Here are some of the common causes of failed cluster nodes:

  • EC2 instance failure: When the underlying hardware of an EC2 instance is found to be faulty, the faulty node is then replaced to restore cluster performance. EC2 tags the underlying hardware as faulty if there is a lack of response or failure to pass any automated health checks.
  • Node replacement due to a faulty disk drive of a node: When an issue is detected with the disk on a node, Amazon Redshift either replaces the disk or restarts the node. If the Amazon Redshift cluster fails to recover, the node is replaced or scheduled to be replaced.
  • Internode communication failure: If there is a communication failure between the nodes, then the control messages aren't received by a particular node at the specified time.
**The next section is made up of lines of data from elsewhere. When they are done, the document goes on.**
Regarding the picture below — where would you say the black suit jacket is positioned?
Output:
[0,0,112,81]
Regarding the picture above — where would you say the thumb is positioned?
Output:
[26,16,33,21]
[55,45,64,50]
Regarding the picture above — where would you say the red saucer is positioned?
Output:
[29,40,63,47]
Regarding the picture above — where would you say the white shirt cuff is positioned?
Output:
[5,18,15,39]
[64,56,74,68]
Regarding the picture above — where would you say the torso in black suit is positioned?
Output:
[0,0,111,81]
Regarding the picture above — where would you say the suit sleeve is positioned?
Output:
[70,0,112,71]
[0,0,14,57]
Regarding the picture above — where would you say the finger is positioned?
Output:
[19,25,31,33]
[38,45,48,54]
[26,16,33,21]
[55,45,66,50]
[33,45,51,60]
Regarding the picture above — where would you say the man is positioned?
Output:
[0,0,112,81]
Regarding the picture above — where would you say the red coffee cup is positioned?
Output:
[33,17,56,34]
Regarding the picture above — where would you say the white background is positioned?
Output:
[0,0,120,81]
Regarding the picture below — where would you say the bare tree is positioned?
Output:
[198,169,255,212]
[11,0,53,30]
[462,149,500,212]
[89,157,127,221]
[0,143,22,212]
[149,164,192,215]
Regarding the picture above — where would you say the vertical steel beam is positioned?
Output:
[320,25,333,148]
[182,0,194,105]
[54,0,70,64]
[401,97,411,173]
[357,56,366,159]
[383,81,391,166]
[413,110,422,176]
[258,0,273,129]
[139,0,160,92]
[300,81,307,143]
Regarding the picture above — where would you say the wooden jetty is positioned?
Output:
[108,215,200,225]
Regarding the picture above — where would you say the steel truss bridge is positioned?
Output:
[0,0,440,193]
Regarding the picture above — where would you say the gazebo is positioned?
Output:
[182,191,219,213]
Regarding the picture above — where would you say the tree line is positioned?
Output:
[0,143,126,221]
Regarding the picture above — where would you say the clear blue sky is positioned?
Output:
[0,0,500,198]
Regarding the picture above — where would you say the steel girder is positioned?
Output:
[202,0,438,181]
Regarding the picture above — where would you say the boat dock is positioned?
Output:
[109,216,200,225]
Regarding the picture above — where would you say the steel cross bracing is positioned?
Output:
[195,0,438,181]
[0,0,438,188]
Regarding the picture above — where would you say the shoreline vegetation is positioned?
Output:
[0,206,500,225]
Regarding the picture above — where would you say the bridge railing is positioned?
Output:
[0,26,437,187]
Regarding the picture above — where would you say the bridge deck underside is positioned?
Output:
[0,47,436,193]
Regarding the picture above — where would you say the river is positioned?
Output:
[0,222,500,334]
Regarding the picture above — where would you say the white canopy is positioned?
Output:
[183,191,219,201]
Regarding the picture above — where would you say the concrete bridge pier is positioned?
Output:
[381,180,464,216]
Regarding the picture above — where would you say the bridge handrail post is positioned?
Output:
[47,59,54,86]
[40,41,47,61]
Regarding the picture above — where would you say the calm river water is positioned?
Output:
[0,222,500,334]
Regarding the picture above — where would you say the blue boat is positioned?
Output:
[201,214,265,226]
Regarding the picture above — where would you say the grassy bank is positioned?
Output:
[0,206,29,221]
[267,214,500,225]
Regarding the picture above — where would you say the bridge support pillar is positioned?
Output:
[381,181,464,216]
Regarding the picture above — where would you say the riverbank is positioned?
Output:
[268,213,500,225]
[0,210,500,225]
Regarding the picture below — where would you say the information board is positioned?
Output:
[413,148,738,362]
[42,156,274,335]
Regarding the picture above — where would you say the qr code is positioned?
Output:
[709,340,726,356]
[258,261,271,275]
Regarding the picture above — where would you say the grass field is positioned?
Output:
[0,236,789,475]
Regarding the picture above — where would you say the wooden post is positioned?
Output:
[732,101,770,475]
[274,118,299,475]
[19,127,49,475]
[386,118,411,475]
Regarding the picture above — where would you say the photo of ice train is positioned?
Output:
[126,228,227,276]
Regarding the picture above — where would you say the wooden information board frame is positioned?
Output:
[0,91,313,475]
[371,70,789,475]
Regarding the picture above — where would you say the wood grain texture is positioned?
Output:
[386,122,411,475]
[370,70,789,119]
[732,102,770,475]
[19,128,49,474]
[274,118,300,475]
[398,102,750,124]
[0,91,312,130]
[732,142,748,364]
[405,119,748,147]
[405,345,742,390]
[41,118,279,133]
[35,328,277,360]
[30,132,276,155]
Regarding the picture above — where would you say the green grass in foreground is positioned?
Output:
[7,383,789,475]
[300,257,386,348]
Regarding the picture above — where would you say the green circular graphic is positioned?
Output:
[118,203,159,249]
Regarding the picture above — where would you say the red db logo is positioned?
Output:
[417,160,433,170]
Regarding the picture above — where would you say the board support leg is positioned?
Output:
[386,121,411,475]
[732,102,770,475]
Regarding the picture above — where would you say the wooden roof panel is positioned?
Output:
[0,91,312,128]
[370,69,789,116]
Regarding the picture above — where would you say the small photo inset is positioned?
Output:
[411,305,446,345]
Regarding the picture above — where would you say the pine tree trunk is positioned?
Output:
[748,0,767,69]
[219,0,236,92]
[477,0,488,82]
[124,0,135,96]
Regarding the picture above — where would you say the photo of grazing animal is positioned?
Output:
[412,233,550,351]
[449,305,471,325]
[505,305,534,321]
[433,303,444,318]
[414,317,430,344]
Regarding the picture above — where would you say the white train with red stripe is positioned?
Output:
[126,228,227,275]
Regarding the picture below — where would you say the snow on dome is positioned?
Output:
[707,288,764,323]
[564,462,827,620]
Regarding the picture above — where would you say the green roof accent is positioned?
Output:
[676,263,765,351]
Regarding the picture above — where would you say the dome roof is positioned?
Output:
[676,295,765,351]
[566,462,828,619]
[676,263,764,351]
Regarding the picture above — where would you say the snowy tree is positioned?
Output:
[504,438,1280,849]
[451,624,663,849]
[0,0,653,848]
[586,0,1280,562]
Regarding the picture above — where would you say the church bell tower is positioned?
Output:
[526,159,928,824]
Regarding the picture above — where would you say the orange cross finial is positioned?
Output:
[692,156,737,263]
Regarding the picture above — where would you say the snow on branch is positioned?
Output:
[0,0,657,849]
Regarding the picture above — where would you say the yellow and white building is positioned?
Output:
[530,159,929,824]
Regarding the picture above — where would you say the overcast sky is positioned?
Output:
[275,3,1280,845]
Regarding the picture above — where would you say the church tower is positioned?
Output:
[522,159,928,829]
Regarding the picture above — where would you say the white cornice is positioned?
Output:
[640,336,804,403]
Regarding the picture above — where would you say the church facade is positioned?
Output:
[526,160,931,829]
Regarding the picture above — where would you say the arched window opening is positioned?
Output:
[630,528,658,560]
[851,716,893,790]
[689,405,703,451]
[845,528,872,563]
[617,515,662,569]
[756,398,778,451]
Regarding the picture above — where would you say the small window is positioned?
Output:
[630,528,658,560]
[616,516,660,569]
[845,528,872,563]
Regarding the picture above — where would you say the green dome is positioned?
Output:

Internode communication failures are caused by an intermittent network connection issue or an issue with the underlying host.
  • Discovery Timeout: An automatic node replacement is triggered if a node or cluster cannot be reached within the specified time.
  • Out-of-memory (OOM) exception: Heavy load on a particulate node can cause OOM issues, triggering a node replacement.

Creating Amazon Redshift event notifications

To identify the cause of your cluster reboot, create an Amazon Redshift event notification, subscribing to any cluster reboots. The event notifications also notifies you if the source was configured.